La justice européenne a validé mercredi les rabais fiscaux obtenus par Amazon au Luxembourg, désavouant la Commission européenne qui y voyait des aides d’État illégales pour un montant de 250 millions d’euros dont elle avait exigé le remboursement.
Bruxelles estimait qu’Amazon avait bénéficié d’avantages illégaux, grâce à un accord de 2003 (reconduit en 2011) avec l’administration luxembourgeoise, qui dans les faits lui a permis de soustraire à l’impôt trois quarts des bénéfices que l’ensemble de ses ventes dans l’UE lui permettait de réaliser. Les activités européennes d’Amazon sont en effet basées au Grand-Duché. De 2006 à 2014, le fonctionnement de la structure européenne du géant américain, validé par la décision fiscale anticipative du Luxembourg, permettait à Amazon EU de transférer la plus grande partie de ses bénéfices vers une autre société, une sorte de coquille vide faisant le lien entre l’Europe et la maison-mère aux Etats-Unis. Cette société, sorte de portefeuille dématérialisé de droits de propriété intellectuelle, n’est pas assujettie à l’impôt en Europe.
A partir de 2014, Amazon a changé son fonctionnement en Europe. Mais la Commission a estimé en 2017 qu’il y avait eu dans la période préalable un avantage illégal faussant la concurrence, à hauteur de 250 millions d’euros, qu’il convenait donc de rembourser avec intérêts. Le Luxembourg et Amazon avaient formé un recours en justice.
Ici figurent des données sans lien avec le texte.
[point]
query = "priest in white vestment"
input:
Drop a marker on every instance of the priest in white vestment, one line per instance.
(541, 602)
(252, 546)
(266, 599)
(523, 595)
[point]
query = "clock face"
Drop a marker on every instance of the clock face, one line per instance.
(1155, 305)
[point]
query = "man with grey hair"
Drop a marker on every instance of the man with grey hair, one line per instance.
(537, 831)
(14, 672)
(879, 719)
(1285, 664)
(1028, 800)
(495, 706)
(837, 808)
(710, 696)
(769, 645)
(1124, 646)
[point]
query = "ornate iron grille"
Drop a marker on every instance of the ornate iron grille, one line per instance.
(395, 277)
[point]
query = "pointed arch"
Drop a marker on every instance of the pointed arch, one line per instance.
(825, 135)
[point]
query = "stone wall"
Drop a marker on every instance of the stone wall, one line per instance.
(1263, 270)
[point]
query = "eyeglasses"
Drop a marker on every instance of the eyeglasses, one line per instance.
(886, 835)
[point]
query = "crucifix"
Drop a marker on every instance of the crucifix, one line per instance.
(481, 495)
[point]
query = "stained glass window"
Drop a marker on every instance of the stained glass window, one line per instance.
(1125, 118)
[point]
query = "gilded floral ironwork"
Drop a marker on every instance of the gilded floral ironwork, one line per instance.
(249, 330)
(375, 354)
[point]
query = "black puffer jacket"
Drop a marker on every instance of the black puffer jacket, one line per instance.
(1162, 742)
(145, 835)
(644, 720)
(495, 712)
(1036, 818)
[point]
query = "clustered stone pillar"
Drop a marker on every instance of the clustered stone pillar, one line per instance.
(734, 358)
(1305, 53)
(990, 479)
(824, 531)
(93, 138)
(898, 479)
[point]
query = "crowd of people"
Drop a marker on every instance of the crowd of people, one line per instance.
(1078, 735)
Le Tribunal de l’UE a conclu mercredi qu' »aucun des constats exposés par la décision attaquée ne suffit à démontrer l’existence d’un avantage (…) de sorte qu’il y a lieu de l’annuler dans son ensemble », communique le même jour la Cour de Justice de l’Union européenne. Dans les grandes lignes, il estime que la comparaison avancée par la Commission pour prouver qu’il y a eu avantage par rapport à une taxation « normale » et correspondant aux bénéfices réels n’est pas assez solide.
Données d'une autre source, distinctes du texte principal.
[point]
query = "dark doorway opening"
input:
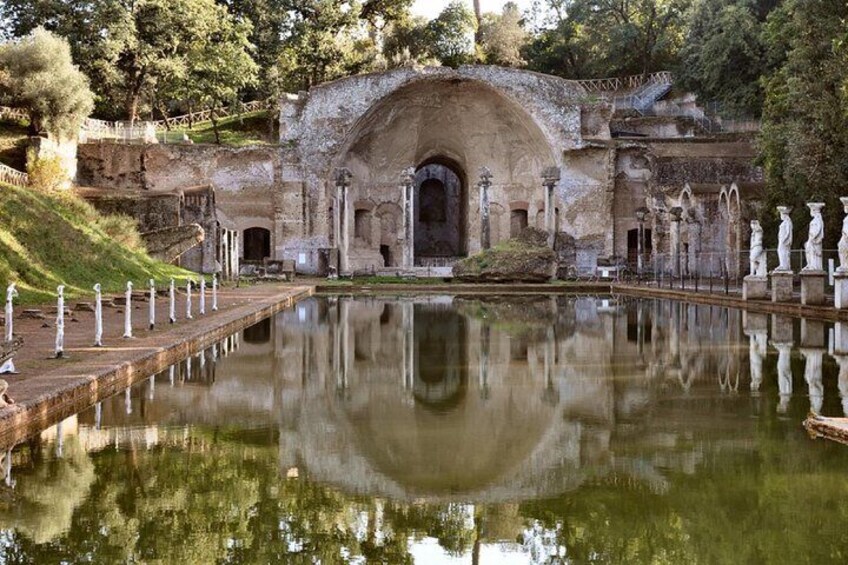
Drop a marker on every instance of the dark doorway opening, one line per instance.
(257, 244)
(440, 211)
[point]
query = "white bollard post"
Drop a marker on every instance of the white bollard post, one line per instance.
(215, 292)
(60, 322)
(11, 294)
(172, 311)
(128, 312)
(98, 316)
(188, 300)
(202, 295)
(152, 306)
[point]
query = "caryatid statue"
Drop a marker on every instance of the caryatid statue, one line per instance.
(758, 252)
(784, 240)
(843, 241)
(813, 247)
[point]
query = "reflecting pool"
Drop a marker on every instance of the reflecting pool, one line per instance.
(535, 429)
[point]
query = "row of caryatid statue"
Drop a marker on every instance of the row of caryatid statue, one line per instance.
(59, 350)
(813, 275)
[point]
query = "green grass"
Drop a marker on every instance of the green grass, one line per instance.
(14, 139)
(254, 128)
(52, 239)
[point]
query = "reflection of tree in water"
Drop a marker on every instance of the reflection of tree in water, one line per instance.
(48, 491)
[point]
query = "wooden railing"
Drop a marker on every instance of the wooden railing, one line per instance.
(7, 113)
(633, 82)
(12, 176)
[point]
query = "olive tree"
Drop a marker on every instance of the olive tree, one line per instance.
(37, 73)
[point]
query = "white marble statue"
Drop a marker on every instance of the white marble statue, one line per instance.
(98, 316)
(151, 307)
(60, 322)
(758, 252)
(172, 303)
(215, 292)
(11, 293)
(202, 295)
(784, 240)
(128, 312)
(843, 241)
(188, 300)
(813, 247)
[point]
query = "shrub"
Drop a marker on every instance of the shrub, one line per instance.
(123, 229)
(46, 173)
L’exécutif européen a cependant la possibilité de faire appel devant la CJUE, comme il l’avait fait après sa défaite retentissante contre Apple l’an dernier. La Commission européenne avait en effet perdu en juillet 2020 devant la même juridiction qui avait annulé le remboursement à l’Irlande de 13 milliards d’euros d’avantages fiscaux.
Engie
En revanche, dans une autre affaire jugée mercredi, le Tribunal de l’UE a donné tort au Luxembourg et à l’énergéticien Engie dont les montages financiers douteux ont bien constitué, selon lui, un avantage indu. Là aussi, il est question d’un traitement fiscal préférentiel accordé par le Luxembourg, pour le transfert d’activités entre sociétés du groupe Engie. En 2008 et 2010, des actifs ont ainsi été transférés via un montage financier complexe à deux filiales luxembourgeoises, dont la quasi-totalité (99%) des bénéfices n’étaient pas imposés. La Commission a estimé en 2018 qu’il y avait là un avantage anticoncurrentiel octroyé à Engie, et a demandé que le Luxembourg récupère de la société quelque 120 millions d’euros d’impôts impayés, auxquels s’ajoutent des intérêts.
Engie et le Luxembourg ont attaqué cette décision devant la justice européenne. Mais le Tribunal a ici validé l’approche de la Commission, « consistant, en présence d’un montage sociétaire et financier complexe, à appréhender la réalité économique et fiscale plutôt qu’une approche formaliste consistant à prendre isolément chacune des opérations du montage », communique-t-il mercredi. Dans ce dossier, l’exécutif européen a bien démontré qu’il y avait « dérogation aux règles fiscales applicables aux autres contribuables se trouvant dans une situation factuelle et juridique comparable », note-t-il.
Là aussi, un pourvoi est encore possible, devant la CJUE.
‘Transparence fiscale’
Le gouvernement luxembourgeois a réagi sans attendre, mercredi, se félicitant de l’arrêt concernant Amazon et « prenant note » de celui sur Engie. « Le Luxembourg analysera l’arrêt avec toute la diligence requise et réserve tous ses droits », peut-on lire dans un communiqué du ministère des Finances.
« Les arrêts ne remettent par ailleurs nullement en question l’engagement du Luxembourg en faveur de la transparence en matière fiscale et de la lutte contre les pratiques d’évasion fiscale », ajoute-t-il.